# Free (or cheap) projection mapping tools...



## Scotty Cole (Jul 28, 2014)

I have searched all over the internet for a free projection mapping program for mac computer and I can't find any that will do what I need! I'm just getting my feet wet in this field, but I've got a whole illusions show that I'm doing that needs these effects to provide worthy distractions for the audience as I move on tricks... Does anyone have anything? Thank you


----------



## ruinexplorer (Jul 28, 2014)

Check out http://hcgilje.wordpress.com/vpt/ as a free (donate to the cause if you use it for profit) option.


----------



## DomLauria (Aug 26, 2014)

I like MadMapper ($) and VPT (free).

MadMapper is super simple and great for many kinds of projection mapping!
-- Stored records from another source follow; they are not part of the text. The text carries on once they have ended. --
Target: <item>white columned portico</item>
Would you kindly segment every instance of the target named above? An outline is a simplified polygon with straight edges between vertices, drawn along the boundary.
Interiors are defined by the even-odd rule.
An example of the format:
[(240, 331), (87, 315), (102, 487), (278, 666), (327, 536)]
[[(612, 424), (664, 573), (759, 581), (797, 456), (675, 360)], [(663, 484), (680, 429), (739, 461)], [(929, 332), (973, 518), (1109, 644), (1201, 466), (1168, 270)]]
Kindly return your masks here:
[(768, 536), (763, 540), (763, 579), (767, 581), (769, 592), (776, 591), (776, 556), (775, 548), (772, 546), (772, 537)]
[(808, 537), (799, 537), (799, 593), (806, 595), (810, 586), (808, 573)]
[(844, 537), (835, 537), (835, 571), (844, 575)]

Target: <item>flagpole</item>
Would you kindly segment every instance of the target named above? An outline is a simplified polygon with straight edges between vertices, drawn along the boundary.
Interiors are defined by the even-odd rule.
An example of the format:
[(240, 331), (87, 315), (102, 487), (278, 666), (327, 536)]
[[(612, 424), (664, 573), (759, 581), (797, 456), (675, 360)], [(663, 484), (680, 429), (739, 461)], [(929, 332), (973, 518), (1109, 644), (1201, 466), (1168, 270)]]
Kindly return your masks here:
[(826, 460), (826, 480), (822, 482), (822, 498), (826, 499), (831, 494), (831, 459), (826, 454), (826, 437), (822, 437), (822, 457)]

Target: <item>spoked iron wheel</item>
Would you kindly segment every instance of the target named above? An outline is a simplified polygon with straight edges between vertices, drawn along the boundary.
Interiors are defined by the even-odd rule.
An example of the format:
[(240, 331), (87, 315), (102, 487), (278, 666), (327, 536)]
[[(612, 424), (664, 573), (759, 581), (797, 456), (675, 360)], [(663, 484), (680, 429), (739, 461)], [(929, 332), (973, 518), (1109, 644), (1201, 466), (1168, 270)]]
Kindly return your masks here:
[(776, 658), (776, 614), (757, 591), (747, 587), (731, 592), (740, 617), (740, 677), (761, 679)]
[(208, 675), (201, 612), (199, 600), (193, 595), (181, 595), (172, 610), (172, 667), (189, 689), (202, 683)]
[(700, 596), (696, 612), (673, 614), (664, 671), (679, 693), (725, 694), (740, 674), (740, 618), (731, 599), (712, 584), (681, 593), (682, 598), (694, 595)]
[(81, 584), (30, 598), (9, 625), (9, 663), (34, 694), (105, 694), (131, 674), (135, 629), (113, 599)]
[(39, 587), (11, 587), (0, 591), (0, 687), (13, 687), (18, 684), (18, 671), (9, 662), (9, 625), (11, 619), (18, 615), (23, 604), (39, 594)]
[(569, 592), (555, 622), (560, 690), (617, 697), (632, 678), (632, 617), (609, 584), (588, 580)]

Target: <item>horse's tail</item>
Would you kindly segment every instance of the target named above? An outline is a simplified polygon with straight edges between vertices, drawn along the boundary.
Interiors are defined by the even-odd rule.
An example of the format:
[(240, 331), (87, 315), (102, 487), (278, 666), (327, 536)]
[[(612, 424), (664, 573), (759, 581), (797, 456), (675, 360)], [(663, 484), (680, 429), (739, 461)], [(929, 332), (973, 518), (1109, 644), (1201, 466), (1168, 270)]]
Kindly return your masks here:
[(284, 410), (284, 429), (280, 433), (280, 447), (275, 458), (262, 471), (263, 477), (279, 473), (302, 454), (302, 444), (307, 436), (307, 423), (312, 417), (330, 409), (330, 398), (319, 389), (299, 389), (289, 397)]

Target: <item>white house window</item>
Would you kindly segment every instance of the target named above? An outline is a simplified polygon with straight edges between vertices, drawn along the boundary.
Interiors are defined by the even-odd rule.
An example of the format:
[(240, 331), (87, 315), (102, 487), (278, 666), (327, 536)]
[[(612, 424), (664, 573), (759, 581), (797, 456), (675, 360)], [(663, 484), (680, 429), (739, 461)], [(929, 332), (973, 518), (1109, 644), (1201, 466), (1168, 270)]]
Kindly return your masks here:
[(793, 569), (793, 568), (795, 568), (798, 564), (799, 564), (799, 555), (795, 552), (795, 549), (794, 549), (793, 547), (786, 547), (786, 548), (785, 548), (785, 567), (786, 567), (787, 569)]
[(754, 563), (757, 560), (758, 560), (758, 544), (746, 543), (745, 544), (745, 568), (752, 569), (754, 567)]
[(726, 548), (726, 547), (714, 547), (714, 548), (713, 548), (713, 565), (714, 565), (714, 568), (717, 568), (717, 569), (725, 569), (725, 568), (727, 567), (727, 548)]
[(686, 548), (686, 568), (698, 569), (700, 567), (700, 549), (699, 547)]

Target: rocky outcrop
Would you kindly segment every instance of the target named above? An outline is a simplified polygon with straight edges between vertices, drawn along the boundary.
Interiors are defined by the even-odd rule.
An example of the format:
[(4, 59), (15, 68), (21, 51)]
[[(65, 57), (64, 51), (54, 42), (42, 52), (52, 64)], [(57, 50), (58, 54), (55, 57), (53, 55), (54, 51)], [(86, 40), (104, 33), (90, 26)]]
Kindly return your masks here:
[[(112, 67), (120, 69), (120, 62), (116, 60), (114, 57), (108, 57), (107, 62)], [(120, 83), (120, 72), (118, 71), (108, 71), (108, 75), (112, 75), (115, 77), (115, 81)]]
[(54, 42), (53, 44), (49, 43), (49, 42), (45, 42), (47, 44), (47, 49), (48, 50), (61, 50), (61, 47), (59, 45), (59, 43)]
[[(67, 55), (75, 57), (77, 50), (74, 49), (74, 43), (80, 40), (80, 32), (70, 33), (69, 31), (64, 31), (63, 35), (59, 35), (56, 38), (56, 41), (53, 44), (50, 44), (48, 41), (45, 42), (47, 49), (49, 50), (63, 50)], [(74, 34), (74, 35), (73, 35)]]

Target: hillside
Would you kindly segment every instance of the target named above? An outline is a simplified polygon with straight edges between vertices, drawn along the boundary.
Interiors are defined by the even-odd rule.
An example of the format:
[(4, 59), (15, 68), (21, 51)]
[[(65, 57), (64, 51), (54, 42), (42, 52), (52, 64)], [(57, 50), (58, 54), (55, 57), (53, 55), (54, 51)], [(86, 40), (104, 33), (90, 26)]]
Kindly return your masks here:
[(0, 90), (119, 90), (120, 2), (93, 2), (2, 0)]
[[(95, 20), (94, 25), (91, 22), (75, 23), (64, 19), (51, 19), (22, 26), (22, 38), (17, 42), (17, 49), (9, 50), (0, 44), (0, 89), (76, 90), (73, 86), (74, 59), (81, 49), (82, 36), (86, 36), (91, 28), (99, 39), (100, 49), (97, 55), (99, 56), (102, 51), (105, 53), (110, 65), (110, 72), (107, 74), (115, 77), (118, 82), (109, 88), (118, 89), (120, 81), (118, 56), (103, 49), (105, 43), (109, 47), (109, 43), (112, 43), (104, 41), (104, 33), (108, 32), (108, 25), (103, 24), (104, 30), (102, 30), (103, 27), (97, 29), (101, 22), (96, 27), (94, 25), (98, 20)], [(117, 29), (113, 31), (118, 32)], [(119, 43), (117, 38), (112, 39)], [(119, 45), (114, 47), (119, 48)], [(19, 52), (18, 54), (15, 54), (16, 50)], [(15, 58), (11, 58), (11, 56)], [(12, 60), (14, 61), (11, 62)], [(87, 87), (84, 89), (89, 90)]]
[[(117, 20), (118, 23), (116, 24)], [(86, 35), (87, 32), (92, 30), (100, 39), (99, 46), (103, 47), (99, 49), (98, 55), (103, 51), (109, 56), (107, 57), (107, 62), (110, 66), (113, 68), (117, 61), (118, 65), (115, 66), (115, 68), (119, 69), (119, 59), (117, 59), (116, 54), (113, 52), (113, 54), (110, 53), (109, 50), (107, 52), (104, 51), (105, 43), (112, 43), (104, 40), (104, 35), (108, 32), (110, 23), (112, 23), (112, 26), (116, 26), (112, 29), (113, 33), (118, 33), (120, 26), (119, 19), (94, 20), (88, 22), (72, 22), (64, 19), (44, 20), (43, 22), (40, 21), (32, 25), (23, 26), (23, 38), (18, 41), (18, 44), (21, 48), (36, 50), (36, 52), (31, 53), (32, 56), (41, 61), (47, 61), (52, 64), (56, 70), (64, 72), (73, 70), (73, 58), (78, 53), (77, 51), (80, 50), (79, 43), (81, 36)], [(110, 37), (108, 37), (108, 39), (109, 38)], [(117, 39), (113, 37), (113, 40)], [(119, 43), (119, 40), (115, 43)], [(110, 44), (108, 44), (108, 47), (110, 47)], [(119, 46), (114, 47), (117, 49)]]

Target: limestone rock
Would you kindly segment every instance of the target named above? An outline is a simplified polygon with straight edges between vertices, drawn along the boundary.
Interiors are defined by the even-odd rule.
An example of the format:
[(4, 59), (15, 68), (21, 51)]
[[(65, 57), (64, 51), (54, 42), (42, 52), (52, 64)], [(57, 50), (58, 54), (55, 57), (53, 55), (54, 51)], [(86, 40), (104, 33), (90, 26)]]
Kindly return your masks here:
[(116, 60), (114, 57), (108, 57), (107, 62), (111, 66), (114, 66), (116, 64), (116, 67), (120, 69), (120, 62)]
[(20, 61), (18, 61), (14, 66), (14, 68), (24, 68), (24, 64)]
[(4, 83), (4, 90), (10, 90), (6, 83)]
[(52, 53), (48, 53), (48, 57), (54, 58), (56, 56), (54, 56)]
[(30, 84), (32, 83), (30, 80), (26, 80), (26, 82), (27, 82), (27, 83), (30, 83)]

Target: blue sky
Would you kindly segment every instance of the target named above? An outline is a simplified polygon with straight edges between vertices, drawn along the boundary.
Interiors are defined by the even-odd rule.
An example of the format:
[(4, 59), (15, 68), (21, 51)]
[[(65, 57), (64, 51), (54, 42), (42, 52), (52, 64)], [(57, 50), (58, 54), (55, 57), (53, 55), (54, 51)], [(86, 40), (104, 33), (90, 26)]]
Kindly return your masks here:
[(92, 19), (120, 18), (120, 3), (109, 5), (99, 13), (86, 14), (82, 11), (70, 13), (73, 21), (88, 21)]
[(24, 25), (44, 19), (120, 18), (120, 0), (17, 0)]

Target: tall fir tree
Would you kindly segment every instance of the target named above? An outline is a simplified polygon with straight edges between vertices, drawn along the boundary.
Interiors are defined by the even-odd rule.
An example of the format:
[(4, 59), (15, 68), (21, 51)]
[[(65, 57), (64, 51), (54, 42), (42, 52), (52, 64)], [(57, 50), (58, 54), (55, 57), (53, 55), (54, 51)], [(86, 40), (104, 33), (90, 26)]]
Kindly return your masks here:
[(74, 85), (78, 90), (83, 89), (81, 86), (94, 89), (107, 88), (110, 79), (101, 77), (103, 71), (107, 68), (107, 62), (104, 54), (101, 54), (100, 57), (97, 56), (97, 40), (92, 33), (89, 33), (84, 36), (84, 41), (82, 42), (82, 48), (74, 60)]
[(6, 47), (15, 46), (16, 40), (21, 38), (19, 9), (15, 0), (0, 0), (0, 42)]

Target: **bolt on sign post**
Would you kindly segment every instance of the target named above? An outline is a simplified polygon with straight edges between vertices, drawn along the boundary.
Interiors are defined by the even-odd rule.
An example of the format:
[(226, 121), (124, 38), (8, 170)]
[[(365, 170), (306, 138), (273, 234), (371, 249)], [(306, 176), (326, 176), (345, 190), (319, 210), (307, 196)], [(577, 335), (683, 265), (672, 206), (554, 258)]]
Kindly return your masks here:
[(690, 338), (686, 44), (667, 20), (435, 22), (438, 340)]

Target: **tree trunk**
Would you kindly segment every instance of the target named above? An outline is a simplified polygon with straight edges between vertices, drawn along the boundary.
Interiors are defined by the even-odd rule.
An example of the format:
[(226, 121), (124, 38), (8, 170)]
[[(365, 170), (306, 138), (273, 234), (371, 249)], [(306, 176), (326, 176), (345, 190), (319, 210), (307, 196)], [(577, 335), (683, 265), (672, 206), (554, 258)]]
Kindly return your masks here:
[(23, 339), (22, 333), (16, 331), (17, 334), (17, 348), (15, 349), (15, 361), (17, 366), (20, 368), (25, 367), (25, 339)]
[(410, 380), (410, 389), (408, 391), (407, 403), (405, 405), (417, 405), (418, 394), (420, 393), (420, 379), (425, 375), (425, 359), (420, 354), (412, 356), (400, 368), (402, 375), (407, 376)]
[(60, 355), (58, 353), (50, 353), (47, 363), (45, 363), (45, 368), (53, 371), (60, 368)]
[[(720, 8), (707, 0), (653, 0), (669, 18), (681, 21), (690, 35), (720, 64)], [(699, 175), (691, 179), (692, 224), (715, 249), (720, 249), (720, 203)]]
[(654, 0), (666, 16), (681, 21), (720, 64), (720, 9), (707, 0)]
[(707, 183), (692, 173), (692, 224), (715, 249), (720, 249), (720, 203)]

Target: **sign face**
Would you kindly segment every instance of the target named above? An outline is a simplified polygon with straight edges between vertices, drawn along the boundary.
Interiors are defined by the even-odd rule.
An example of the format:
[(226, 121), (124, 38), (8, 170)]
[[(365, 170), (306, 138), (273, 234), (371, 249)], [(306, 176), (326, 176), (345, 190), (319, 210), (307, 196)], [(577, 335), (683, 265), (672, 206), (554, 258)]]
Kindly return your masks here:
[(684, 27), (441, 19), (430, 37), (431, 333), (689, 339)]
VPT can go pretty deep in terms of highly detailed control of how you wish to design and run your show's projections. I'm a big fan and have only touched the tip of the iceberg in that program.

http://www.madmapper.com/
http://hcgilje.wordpress.com/vpt/


----------



## videoworld82 (Sep 25, 2014)

DomLauria said:


> I like MadMapper ($) and VPT (free).
> 
> MadMapper is super simple and great for many kinds of projection mapping!
> 
> ...



VPT looks interesting. I may check that out as well.
Any recommendations for beginner tutorials on projection mapping? I'd like to dip my toes into this stuff a little and develop a small accompaniment piece to a short film for this Christmas...


----------



## DomLauria (Sep 25, 2014)

Madmapper has a tutorial section

http://www.madmapper.com/tutorials/

As does VPT

https://m.youtube.com/playlist?list=PL4DBF5F8475E8F50F


Sent from my iPhone using Tapatalk


----------



## videoworld82 (Oct 1, 2014)

Ah! Didn't know VPT had tutorials. Thanks for posting!


----------